Published by Michael Bigg on Sun, 16 Dec 2018 12:00

The text of Mike's sermon preached on the 3rd Sunday of Advent 2018, based on Luke 3:7-18.

"You brood of vipers! Who warned you to flee from the wrath to come?
Bear fruits worthy of repentance. Do not begin to say to yourselves, 'We’ve been to church for our whole lives'; for I tell you, God is able from these stones to raise up churchgoers. Even now the axe is lying at the root of the trees; every tree therefore that does not bear good fruit is cut down and thrown into the fire."

John does not pull his punches. “You brood of vipers” is a pretty full-blooded opening line!


There’s certainly something for most of us in there. I imagine John would have many similar words for today’s church if he were here.

Don’t sit there and assume that, because you turn up here most Sunday mornings, you’re fine with God. Bear fruit that is worthy of repentance!


Repentance, “metanoia” in Greek, does not mean simply saying “I’m sorry” and then returning immediately to our old ways as an addict returns to their addiction.
Repentance is a turning of the mind, the heart, the attention to the ways of God and the priorities of God. Turning away from our old bad habits. Turning back to God. Bear fruits that demonstrate your new orientation towards God.

Note that this absolutely does not mean that it is necessary to do extraordinary things in God’s name. There are plenty who perform wonders who don’t necessarily display the fruit of repentance.

What does John say when the people ask: “What shall we do?”

Does he say: “Raise the dead! Performs wonders and miracles!”? No. He says to share your belongings with those in need. Don’t extort money. Don’t collect more taxes than are due. Simple things that demonstrate your orientation towards God and God’s ways.

In many ways, the fruits of repentance are similar to the fruit of the Spirit: love, joy, peace, patience, kindness, self-control, generosity, faithfulness, gentleness. These things demonstrate our turning towards God – pray that you might have opportunity to cultivate such fruit!

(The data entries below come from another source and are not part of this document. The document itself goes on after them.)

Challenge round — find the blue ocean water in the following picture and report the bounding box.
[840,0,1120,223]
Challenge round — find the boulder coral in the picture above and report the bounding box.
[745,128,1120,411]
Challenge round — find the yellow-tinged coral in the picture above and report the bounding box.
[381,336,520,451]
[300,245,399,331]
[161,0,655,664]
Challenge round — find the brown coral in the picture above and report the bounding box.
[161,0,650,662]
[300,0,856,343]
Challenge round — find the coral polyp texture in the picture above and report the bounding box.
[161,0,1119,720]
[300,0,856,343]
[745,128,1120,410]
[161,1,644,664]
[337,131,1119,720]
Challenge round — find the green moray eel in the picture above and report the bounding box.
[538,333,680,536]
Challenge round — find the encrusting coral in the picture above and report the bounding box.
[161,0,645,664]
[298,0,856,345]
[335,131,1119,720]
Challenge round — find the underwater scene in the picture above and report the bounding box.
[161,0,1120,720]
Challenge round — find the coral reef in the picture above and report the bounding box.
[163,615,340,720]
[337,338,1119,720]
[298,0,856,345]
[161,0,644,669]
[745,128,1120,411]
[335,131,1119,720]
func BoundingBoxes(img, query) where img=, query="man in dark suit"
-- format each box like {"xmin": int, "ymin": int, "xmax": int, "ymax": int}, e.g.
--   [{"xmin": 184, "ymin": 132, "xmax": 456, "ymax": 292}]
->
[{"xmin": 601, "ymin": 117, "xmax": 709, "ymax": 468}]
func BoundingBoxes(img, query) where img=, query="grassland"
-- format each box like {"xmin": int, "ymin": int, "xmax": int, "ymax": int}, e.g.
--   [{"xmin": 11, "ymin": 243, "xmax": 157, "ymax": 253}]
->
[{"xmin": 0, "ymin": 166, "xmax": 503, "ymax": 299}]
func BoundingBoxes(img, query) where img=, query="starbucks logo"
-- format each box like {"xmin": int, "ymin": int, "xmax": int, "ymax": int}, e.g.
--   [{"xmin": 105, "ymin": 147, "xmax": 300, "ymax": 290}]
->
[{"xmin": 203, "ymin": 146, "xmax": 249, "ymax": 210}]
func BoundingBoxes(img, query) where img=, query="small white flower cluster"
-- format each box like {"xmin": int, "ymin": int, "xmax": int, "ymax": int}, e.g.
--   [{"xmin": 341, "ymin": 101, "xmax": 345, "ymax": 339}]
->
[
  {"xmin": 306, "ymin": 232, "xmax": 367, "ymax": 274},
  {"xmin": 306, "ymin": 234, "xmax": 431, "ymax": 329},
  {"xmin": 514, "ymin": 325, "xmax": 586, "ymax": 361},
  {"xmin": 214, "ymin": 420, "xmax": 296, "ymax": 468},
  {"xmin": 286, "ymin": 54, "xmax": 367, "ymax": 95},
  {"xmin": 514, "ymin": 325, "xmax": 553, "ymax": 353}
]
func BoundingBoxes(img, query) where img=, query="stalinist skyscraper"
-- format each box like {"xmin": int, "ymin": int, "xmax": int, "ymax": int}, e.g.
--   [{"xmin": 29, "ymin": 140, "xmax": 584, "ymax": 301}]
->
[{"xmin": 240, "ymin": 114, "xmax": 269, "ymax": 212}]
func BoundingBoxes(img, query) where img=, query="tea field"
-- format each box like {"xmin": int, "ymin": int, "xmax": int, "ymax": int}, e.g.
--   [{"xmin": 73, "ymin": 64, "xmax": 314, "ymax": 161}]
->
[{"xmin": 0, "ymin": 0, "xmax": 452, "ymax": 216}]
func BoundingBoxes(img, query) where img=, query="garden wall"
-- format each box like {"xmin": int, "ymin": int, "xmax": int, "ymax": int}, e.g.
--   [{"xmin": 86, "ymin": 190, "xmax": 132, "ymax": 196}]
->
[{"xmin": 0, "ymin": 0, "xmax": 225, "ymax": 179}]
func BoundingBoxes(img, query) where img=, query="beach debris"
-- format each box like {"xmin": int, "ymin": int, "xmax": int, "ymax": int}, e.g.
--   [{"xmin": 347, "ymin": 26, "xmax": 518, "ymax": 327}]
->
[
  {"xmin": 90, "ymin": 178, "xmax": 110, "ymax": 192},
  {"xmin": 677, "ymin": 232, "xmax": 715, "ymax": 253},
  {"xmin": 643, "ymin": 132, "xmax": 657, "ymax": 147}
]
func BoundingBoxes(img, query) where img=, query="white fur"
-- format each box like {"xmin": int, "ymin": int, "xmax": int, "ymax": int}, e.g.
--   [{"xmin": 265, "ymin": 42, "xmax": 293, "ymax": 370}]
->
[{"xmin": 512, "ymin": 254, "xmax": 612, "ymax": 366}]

But what I really want to talk about today is being a prophetic voice like John. A voice that cries out against injustice and cruelty.

We live in a culture which doesn’t much like people telling others what to do. Especially not the church. Different groups in society have very strong views about exactly what people can and should think about things. You’re a braver person than me if you’re willing to speak publicly about gender, sexuality, race, culture. You’re bound to offend someone. Especially if you are speaking as a Christian.

With some justification, society at large doesn’t have any interest in what the church has to say. We are modern day Pharisees – making pronouncements from the side-lines and placing burdens upon others while being comfortable ourselves.
So is the right response to be silent and say nothing? Sometimes, maybe. But often there are things about which we should stay silent.


In the passage we heard today, John the Baptist might very easily have been seen as a Pharisee. But instead people came flocking to him. In Marilyn Robinson’s novel Gilead the narrator muses on this passage and wonders about how we can tell the difference between a Pharisee and a Prophet. How can we tell the difference between the voice of God chastising us and the voice of a Pharisee burdening us with a list of sins and prohibitions?

The conclusion he arrives at is that a prophet is recognised as a person who loves those who are being chastised. A prophet loves the people she chastises.

Before I started this job an older and wiser priest said to me that a congregation will do just about anything for their clergy, as long as they know that the clergy love them. I think she was right.

This week I’ve asked lots of you to take on extra bits while Jason is away. Without exception you have done it willingly and I’m very thankful. I hope that you know that I love you.

Sometimes we need to tell difficult truths to people. We can do it standing on the sidelines and making unhelpful comments. Or we can do it from a place of love. Only if it is the latter, and the person hearing it knows that they are loved, will the prophetic voice be clearly heard.

I was told this week that combine harvesters separate wheat from chaff with a fan. If the driver sets the fan too high, wheat gets blown out with the chaff. If the fan is set too low, the chaff remains collected with the wheat. In speaking God’s words of both mercy and judgement into the lives of those around us we are to speak clearly so that wheat is separated from chaff, but not so loudly and harshly that the good wheat is blown away with it. Speaking with love will make that difference.

I don’t think many of us hear are called to be prophets in the public and visible sense that John was. And yet we are all called in baptism to speak God’s life to others, from a place of love, so that lives may be transformed. I would guess that many of us can think, without too much difficulty, of things we ought to say to others; of difficult conversations that we’d rather not have.